Course intro. First steps in SQL.

Overview

Teaching: 90 min
Questions
  • What is data engineering and why it is important for data analysts?

  • How to access a data set, stored in a database?

  • How to load various data files (eg. csv) into database?


Objectives
  • Setting the context - evolution of digital persistency 1950-2010

  • Introducing the basic terms, in context of SQL

  • Writing the first SQL

  • Setting local MYSQL / Workbench (Expected to be done prior to the course)

  • Understanding how to work in MySQL Workbench

  • Creating and exploring the first MySQL database

  • Understanding how to backup and restore a database

Keywords

#INTRO

#LOCAL ENVIRONMENT

#BASIC SQL

#YOUR FIRST DATABASE

#DUMPS

Table of Content

Lecture PPTX

SQL in 6 minutes

First look on MySQL and MySQL Workbench

Your first local MySQL Database

Exploring your first database

Dumping and restoring a database with MySQL Workbench

Homework



Prerequisites for this chapter



SQL in 6 minutes

Browse to https://www.w3schools.com/sql/trysql.asp?filename=trysql_op_in

Query 1

SELECT * FROM customers;

Query 2

SELECT supplierName, COUNT(*) AS 'number of products' FROM suppliers
INNER JOIN products
	ON products.SupplierID = suppliers.SupplierID
GROUP BY suppliers.SupplierID;

Query 3

SELECT 	o.OrderDate,
       	o.OrderID,
       	o.ShipperID,
       	ROUND(SUM(od.Quantity * p.Price), 0) AS Basket,
	CASE WHEN od.Quantity < 30 THEN 'SMALLQ' ELSE 'HIGHQ' END as QuantityLabel
FROM Orders AS o
     LEFT JOIN OrderDetails AS od ON od.OrderID = o.OrderID
     INNER JOIN ( SELECT * FROM Products WHERE Price >= 100 ) AS p on p.ProductID = od.ProductID
GROUP BY o.OrderID,
         o.ShipperID
HAVING Basket >= 1000
ORDER BY o.OrderDate DESC, o.OrderID;




First look on MySQL and MySQL Workbench

Screenshot help



Your first local MySQL Database

Create your first database / schema

CREATE SCHEMA firstdb;

SQL is not case sensitive:

create schema FIRSTDB;

For the next commands, make sure the created db is selected

USE firstdb;



Deleting a database

Execute twice

DROP SCHEMA firstdb;

Note second time you will get and error because the db is already deleted with the first one.

Try this instead

DROP SCHEMA IF EXISTS firstdb;

Let’s create a db again

CREATE SCHEMA birdstrikes;
USE birdstrikes;



Loading CSV into a table

Note: If you are not familiar with CSV file format, read the CSV section here

Let’s create a table:

CREATE TABLE birdstrikes 
(id INTEGER NOT NULL,
aircraft VARCHAR(32),
flight_date DATE NOT NULL,
damage VARCHAR(16) NOT NULL,
airline VARCHAR(255) NOT NULL,
state VARCHAR(255),
phase_of_flight VARCHAR(32),
reported_date DATE,
bird_size VARCHAR(16),
cost INTEGER NOT NULL,
speed INTEGER,PRIMARY KEY(id));

This table is empty, we need to fill in with data.
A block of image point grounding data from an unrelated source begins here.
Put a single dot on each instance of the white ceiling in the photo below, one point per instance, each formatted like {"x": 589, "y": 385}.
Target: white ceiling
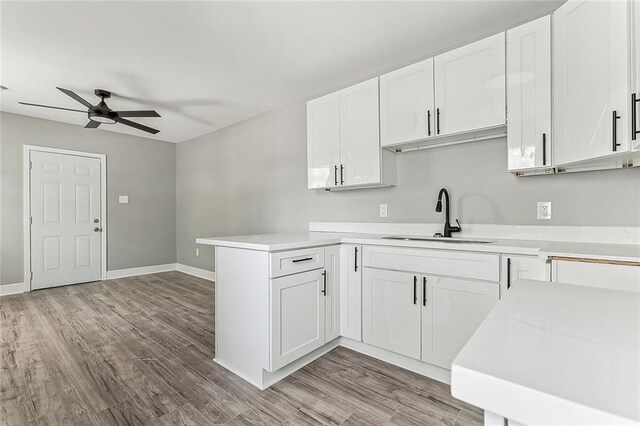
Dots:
{"x": 207, "y": 65}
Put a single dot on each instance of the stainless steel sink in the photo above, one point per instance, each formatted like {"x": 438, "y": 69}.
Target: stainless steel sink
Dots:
{"x": 438, "y": 239}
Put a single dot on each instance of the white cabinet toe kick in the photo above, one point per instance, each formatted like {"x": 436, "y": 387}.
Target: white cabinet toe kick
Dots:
{"x": 412, "y": 307}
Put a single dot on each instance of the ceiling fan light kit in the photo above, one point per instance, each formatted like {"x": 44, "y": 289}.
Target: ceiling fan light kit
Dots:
{"x": 101, "y": 113}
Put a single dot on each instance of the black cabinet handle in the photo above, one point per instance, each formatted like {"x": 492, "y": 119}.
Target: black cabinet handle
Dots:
{"x": 615, "y": 130}
{"x": 424, "y": 291}
{"x": 355, "y": 262}
{"x": 324, "y": 285}
{"x": 634, "y": 116}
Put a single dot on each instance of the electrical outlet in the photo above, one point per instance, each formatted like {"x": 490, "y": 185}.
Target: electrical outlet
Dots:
{"x": 544, "y": 210}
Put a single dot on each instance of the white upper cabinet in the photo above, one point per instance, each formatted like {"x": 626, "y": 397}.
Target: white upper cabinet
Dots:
{"x": 529, "y": 95}
{"x": 406, "y": 104}
{"x": 590, "y": 80}
{"x": 360, "y": 134}
{"x": 470, "y": 87}
{"x": 323, "y": 141}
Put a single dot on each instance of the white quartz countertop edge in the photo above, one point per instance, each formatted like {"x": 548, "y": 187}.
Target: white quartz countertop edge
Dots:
{"x": 543, "y": 249}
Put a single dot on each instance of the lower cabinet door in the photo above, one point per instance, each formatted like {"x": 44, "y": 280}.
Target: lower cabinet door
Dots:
{"x": 351, "y": 291}
{"x": 391, "y": 311}
{"x": 452, "y": 311}
{"x": 297, "y": 316}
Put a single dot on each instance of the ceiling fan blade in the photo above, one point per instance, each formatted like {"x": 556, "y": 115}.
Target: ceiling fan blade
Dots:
{"x": 137, "y": 126}
{"x": 48, "y": 106}
{"x": 75, "y": 96}
{"x": 141, "y": 113}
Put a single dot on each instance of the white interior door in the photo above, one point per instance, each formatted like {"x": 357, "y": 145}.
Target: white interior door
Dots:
{"x": 65, "y": 210}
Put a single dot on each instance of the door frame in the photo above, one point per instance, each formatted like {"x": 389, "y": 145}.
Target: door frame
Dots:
{"x": 26, "y": 205}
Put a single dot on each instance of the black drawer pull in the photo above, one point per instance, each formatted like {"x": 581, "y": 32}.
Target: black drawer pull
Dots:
{"x": 424, "y": 291}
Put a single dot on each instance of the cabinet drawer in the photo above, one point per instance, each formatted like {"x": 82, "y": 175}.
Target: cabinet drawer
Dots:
{"x": 292, "y": 262}
{"x": 481, "y": 266}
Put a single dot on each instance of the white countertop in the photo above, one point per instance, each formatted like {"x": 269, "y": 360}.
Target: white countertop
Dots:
{"x": 292, "y": 241}
{"x": 555, "y": 354}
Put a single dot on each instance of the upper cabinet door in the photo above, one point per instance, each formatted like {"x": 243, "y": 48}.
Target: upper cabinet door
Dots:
{"x": 406, "y": 104}
{"x": 360, "y": 134}
{"x": 470, "y": 86}
{"x": 529, "y": 95}
{"x": 590, "y": 80}
{"x": 323, "y": 141}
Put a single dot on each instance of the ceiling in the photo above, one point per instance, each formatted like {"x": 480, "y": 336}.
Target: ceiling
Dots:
{"x": 207, "y": 65}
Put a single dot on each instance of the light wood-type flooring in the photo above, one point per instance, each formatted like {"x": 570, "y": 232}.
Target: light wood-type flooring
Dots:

This time we will load a csv file into the table. For security reason, CSV loading is limited, so you need to copy the CSV file in a place indicated by this command:

SHOW VARIABLES LIKE "secure_file_priv";

also the next command should give you “ON”

SHOW VARIABLES LIKE "local_infile";


Plan A

If “local_infile” is “ON” and “secure_file_priv” is not “NULL”

Copy birdstrikes_small.csv in the folder resulted in the previous command.

Then load CSV data into the table with this command:

LOAD DATA INFILE 'c:/ProgramData/MySQL/MySQL Server 8.0/Uploads/birdstrikes_small.csv' 
INTO TABLE birdstrikes 
FIELDS TERMINATED BY ';' 
LINES TERMINATED BY '\r\n' 
IGNORE 1 LINES 
(id, aircraft, flight_date, damage, airline, state, phase_of_flight, @v_reported_date, bird_size, cost, @v_speed)
SET
reported_date = nullif(@v_reported_date, ''),
speed = nullif(@v_speed, '');


Plan B

If “local_infile” is not “ON” or “secure_file_priv” is NULL, you need to change my.cnf (Mac,Linux) or my.ini (Windows). This is an advanced operation, so as plan B: download birdstrikes.sql and Open SQL Script in MySQL Workbench, then execute.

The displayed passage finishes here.